In examples, the dictionary relies on separated atomic transactions: dictionary accesses (both read and write) are performed in dedicated transactions, separate from the data transactions. Each separate transaction performs a single (atomic) dictionary operation (typically a look-up or an insertion). This is independent from the isolation level of the data transaction. Moreover, the dictionary relies on dedicated tables of the SQL database to store its entries. However, it is possible to use a different storage, including one different from the data storage (e.g., a key-value database).

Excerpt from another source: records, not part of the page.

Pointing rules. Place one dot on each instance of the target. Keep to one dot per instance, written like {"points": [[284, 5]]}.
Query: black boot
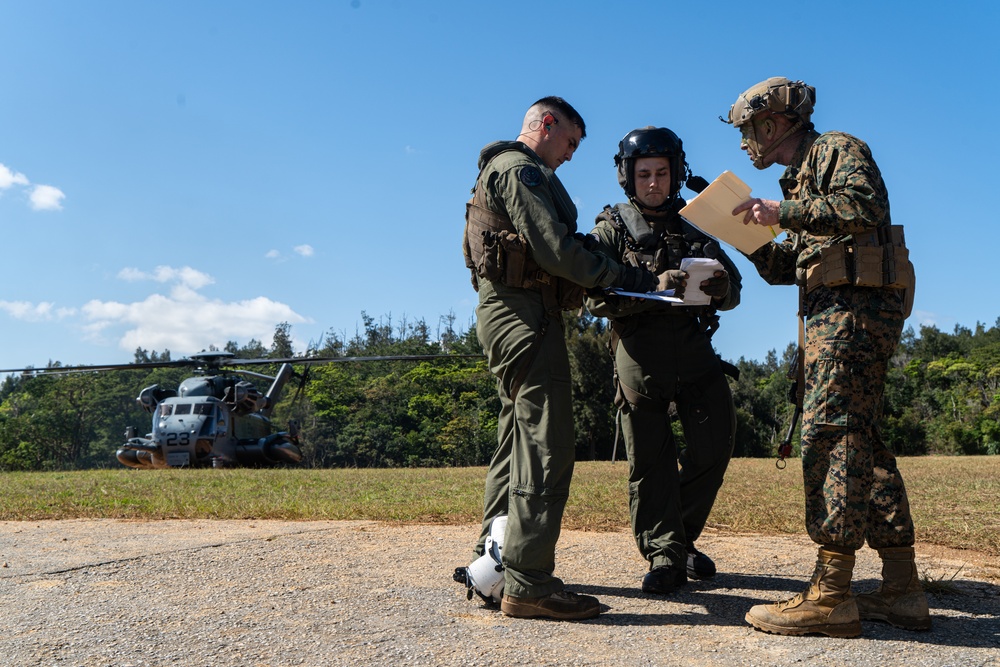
{"points": [[664, 580]]}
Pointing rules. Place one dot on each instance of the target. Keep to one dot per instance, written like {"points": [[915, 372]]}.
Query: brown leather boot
{"points": [[900, 599], [826, 607]]}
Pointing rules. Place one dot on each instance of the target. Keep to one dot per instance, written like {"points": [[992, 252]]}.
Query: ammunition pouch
{"points": [[495, 251], [873, 259]]}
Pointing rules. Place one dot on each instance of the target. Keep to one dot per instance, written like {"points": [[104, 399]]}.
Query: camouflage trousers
{"points": [[854, 491]]}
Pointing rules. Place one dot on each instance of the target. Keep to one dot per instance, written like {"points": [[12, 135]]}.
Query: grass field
{"points": [[955, 500]]}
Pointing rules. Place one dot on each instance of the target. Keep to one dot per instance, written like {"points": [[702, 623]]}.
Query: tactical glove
{"points": [[674, 279], [634, 279], [589, 241], [717, 286]]}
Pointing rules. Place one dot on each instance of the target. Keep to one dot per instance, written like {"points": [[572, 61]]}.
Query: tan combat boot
{"points": [[826, 607], [900, 600]]}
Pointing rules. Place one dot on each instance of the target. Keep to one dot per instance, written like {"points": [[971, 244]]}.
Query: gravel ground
{"points": [[243, 593]]}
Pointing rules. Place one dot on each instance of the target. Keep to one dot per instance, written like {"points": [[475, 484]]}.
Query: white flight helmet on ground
{"points": [[485, 574]]}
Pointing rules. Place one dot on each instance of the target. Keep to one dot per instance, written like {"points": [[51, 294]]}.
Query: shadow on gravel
{"points": [[974, 623]]}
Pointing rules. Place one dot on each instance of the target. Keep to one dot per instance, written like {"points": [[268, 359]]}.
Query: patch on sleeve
{"points": [[530, 176]]}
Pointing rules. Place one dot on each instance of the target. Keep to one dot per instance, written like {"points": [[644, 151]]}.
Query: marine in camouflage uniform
{"points": [[528, 264], [835, 203], [663, 353]]}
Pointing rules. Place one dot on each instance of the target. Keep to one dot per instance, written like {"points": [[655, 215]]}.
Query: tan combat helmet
{"points": [[778, 95]]}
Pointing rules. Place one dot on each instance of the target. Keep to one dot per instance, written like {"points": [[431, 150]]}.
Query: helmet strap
{"points": [[795, 127]]}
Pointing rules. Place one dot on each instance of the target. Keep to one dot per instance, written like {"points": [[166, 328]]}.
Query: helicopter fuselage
{"points": [[215, 421]]}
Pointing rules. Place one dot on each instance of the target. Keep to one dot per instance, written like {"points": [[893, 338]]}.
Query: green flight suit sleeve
{"points": [[611, 245], [533, 212]]}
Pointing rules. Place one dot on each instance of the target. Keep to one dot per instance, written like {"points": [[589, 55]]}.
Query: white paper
{"points": [[712, 213], [698, 269]]}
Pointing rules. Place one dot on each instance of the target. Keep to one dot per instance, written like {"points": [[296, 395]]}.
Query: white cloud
{"points": [[9, 178], [38, 312], [40, 197], [46, 198], [186, 276], [185, 321]]}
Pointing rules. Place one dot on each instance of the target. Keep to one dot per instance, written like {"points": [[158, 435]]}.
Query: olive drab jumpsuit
{"points": [[663, 353], [521, 331]]}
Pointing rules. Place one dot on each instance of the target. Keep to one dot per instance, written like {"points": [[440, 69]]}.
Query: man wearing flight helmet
{"points": [[663, 354], [855, 289]]}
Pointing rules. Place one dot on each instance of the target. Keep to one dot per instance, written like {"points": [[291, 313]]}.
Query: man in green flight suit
{"points": [[663, 354], [855, 285], [528, 264]]}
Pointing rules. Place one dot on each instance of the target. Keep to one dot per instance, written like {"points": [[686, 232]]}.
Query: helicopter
{"points": [[216, 418]]}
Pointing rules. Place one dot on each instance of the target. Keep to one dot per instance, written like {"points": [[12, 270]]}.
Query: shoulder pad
{"points": [[530, 176]]}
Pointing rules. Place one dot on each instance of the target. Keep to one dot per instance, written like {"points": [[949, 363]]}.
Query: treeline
{"points": [[943, 397]]}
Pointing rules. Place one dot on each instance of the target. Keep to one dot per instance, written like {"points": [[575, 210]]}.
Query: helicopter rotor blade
{"points": [[212, 360]]}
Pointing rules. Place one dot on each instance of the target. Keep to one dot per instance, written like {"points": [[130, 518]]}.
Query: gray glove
{"points": [[717, 286], [634, 279], [674, 279]]}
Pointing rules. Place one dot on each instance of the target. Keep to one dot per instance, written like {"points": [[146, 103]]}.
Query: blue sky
{"points": [[181, 174]]}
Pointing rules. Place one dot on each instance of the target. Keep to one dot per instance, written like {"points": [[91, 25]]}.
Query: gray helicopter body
{"points": [[212, 421]]}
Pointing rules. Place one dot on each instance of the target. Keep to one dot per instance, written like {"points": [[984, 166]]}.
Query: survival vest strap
{"points": [[495, 251], [878, 258]]}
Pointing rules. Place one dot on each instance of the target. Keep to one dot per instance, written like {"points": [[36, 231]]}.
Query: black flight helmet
{"points": [[651, 141]]}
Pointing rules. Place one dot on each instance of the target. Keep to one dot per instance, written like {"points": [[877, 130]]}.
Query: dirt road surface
{"points": [[243, 593]]}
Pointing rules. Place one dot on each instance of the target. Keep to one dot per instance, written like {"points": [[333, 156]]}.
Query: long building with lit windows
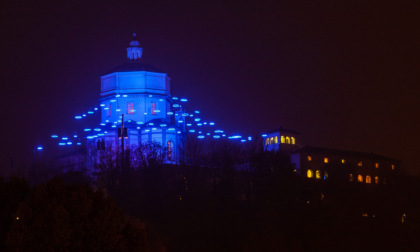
{"points": [[323, 163]]}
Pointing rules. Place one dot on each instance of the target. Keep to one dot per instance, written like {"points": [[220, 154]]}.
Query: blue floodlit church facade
{"points": [[141, 94]]}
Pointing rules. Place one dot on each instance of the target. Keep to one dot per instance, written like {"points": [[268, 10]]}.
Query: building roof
{"points": [[281, 129], [134, 67], [371, 155]]}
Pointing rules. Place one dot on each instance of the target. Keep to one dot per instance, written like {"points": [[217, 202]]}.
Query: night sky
{"points": [[343, 73]]}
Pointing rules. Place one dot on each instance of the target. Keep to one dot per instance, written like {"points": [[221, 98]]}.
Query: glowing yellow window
{"points": [[309, 174]]}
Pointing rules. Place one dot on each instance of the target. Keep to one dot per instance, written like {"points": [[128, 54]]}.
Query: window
{"points": [[109, 111], [153, 108], [318, 174], [130, 108], [309, 174], [169, 149]]}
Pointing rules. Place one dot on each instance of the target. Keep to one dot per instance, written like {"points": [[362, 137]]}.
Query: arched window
{"points": [[318, 174], [282, 139], [170, 146], [309, 174]]}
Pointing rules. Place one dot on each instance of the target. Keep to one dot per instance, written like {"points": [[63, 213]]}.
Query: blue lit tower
{"points": [[142, 93]]}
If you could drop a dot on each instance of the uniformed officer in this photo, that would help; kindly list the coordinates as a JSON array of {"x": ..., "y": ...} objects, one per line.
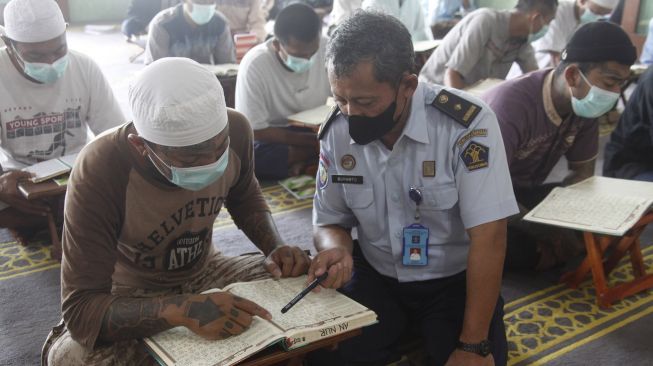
[{"x": 420, "y": 172}]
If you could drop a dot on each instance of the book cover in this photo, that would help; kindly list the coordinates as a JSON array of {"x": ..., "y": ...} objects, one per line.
[{"x": 317, "y": 316}]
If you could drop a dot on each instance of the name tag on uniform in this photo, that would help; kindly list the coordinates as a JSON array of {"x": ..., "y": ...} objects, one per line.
[
  {"x": 416, "y": 245},
  {"x": 347, "y": 179}
]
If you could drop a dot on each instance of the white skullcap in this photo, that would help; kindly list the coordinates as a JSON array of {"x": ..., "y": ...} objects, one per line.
[
  {"x": 609, "y": 4},
  {"x": 177, "y": 102},
  {"x": 33, "y": 21}
]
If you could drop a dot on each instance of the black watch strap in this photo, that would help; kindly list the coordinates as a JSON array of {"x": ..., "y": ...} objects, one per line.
[{"x": 482, "y": 349}]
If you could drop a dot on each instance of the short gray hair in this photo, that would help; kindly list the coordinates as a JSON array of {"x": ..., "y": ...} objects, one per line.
[{"x": 369, "y": 36}]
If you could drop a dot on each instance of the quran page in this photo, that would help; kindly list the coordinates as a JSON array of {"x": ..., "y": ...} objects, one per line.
[
  {"x": 610, "y": 212},
  {"x": 180, "y": 346},
  {"x": 51, "y": 168},
  {"x": 318, "y": 315}
]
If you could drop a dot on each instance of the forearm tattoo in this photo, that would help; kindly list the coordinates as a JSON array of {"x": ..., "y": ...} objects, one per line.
[{"x": 132, "y": 318}]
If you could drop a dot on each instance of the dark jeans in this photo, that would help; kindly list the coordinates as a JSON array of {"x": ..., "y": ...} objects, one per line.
[{"x": 432, "y": 309}]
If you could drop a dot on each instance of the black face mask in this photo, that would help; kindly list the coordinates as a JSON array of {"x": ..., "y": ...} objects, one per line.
[{"x": 367, "y": 129}]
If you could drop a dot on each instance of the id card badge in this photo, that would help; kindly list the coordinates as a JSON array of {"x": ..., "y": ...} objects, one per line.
[{"x": 416, "y": 244}]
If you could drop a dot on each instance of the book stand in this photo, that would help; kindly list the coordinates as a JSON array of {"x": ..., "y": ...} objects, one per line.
[
  {"x": 596, "y": 246},
  {"x": 47, "y": 189}
]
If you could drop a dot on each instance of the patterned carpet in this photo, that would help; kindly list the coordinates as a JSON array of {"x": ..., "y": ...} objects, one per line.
[{"x": 542, "y": 324}]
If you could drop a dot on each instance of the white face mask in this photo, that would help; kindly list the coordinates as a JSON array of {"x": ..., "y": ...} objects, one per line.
[
  {"x": 596, "y": 103},
  {"x": 42, "y": 72},
  {"x": 197, "y": 177},
  {"x": 201, "y": 13},
  {"x": 589, "y": 16}
]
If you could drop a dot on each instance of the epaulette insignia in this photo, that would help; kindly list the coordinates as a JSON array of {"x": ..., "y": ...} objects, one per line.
[
  {"x": 461, "y": 110},
  {"x": 324, "y": 127}
]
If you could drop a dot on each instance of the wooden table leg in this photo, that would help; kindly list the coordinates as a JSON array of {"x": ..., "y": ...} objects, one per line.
[
  {"x": 595, "y": 257},
  {"x": 573, "y": 279},
  {"x": 54, "y": 237},
  {"x": 637, "y": 260},
  {"x": 620, "y": 249}
]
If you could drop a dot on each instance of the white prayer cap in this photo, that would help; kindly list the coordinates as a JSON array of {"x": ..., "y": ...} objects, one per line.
[
  {"x": 609, "y": 4},
  {"x": 33, "y": 21},
  {"x": 177, "y": 102}
]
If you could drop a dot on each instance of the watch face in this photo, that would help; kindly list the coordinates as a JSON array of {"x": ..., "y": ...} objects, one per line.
[{"x": 485, "y": 348}]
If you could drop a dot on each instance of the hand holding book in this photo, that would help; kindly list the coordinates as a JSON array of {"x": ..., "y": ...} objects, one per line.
[
  {"x": 10, "y": 195},
  {"x": 216, "y": 315}
]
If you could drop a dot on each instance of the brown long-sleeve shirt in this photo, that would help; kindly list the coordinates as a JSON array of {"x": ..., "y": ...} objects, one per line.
[{"x": 124, "y": 225}]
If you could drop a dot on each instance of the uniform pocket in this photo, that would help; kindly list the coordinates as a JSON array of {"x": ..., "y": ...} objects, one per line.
[
  {"x": 440, "y": 197},
  {"x": 358, "y": 198},
  {"x": 360, "y": 201}
]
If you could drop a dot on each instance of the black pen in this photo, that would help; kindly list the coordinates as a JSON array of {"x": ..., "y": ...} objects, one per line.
[{"x": 305, "y": 292}]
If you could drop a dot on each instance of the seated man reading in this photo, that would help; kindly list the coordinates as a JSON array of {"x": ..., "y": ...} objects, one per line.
[
  {"x": 486, "y": 42},
  {"x": 553, "y": 113},
  {"x": 396, "y": 166},
  {"x": 628, "y": 154},
  {"x": 50, "y": 97},
  {"x": 192, "y": 29},
  {"x": 137, "y": 244},
  {"x": 278, "y": 78}
]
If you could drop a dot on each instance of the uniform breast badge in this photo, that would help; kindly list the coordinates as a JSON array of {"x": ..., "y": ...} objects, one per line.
[{"x": 415, "y": 250}]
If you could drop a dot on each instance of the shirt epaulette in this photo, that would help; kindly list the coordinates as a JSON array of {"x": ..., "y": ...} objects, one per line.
[
  {"x": 324, "y": 127},
  {"x": 461, "y": 110}
]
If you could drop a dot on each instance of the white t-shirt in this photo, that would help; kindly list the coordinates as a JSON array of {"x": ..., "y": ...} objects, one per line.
[
  {"x": 44, "y": 121},
  {"x": 561, "y": 28},
  {"x": 267, "y": 93}
]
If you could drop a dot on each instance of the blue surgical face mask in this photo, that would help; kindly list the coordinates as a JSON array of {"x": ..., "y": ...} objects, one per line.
[
  {"x": 298, "y": 64},
  {"x": 596, "y": 103},
  {"x": 42, "y": 72},
  {"x": 197, "y": 177},
  {"x": 589, "y": 16},
  {"x": 201, "y": 13},
  {"x": 532, "y": 37}
]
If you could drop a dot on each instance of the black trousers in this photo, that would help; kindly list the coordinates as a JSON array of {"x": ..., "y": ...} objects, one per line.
[
  {"x": 432, "y": 309},
  {"x": 521, "y": 242}
]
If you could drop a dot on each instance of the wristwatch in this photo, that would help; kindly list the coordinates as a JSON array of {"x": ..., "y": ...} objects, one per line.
[{"x": 482, "y": 349}]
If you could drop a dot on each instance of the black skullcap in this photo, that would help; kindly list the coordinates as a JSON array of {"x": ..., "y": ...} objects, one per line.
[{"x": 600, "y": 42}]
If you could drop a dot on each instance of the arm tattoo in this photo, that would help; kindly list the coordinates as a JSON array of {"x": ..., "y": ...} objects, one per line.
[
  {"x": 132, "y": 318},
  {"x": 260, "y": 229}
]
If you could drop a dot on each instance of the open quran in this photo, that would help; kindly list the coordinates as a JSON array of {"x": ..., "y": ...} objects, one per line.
[
  {"x": 598, "y": 204},
  {"x": 317, "y": 316}
]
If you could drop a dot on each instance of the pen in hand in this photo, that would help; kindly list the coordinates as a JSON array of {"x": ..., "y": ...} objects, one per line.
[{"x": 305, "y": 292}]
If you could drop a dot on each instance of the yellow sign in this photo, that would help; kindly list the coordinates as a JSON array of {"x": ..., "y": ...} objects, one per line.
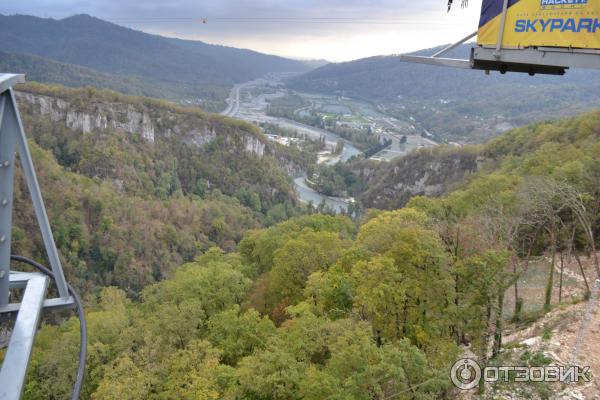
[{"x": 547, "y": 23}]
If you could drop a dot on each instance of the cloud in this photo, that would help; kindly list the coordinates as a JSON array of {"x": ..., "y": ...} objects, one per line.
[{"x": 331, "y": 29}]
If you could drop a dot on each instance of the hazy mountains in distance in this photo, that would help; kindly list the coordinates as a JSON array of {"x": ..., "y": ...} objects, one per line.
[
  {"x": 454, "y": 104},
  {"x": 149, "y": 64}
]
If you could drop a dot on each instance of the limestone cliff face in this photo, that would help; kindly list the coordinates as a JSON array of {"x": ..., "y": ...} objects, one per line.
[
  {"x": 424, "y": 173},
  {"x": 150, "y": 123}
]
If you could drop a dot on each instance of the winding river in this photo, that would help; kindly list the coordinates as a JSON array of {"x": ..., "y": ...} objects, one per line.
[{"x": 255, "y": 112}]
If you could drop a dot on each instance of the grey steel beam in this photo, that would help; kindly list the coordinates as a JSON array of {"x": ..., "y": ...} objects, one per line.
[
  {"x": 502, "y": 26},
  {"x": 59, "y": 304},
  {"x": 437, "y": 61},
  {"x": 542, "y": 56},
  {"x": 8, "y": 134},
  {"x": 453, "y": 46},
  {"x": 36, "y": 196},
  {"x": 20, "y": 346}
]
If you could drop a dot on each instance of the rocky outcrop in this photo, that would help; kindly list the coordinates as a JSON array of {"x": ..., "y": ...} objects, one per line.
[
  {"x": 150, "y": 123},
  {"x": 430, "y": 172},
  {"x": 120, "y": 117}
]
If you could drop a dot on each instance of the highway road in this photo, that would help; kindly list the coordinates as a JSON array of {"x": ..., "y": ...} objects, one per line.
[{"x": 233, "y": 102}]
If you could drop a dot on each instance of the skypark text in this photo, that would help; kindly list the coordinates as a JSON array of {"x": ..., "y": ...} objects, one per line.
[{"x": 589, "y": 25}]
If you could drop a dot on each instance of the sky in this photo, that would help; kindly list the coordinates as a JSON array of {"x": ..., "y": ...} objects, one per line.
[{"x": 334, "y": 30}]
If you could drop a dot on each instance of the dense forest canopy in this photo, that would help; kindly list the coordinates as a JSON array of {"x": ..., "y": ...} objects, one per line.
[{"x": 311, "y": 306}]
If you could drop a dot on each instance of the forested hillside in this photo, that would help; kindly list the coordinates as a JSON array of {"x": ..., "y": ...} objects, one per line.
[
  {"x": 149, "y": 65},
  {"x": 320, "y": 307},
  {"x": 457, "y": 105},
  {"x": 136, "y": 187}
]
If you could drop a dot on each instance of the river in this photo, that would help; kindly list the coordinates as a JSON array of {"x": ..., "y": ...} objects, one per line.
[{"x": 255, "y": 111}]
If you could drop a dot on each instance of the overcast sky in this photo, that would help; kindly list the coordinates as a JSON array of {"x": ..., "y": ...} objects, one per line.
[{"x": 336, "y": 30}]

With reference to FIG. 7, it is shown a size comparison (in MB) among the proposed data structure and three storages known in the art (Turtle, ZIP, Triple table) for storing an RDF dataset. The Turtle format is a common data format for storing RDF dataset. However, it is not indexed, thus not optimized for compressing large RDF dataset. Moreover, it is also not optimized to store binary data, thus impacting on read and query performances. The ZIP format is also a not indexed format, but it shows a well compressed representation even for large RDF dataset. However, while huge compression can save space, it also impacts the performances of read, write and query operations. The triple table is a way to store RDF data in a relational database. This format is indexed, meaning that an additional index can be added to the relational table to improve the data retrieval operations. However, for large RDF dataset, the triple table representation underperforms because the bigger the table is, the slower query and read operations are. The proposed solution, instead, achieves an efficient compromise for storing an RDF dataset in a compressed representation without sacrificing write and read performances and guarantees fast queries on the data structure. The proposed solution, therefore, best optimizes write and read performances and reduces the total cost of storage and, more generally, of ownership.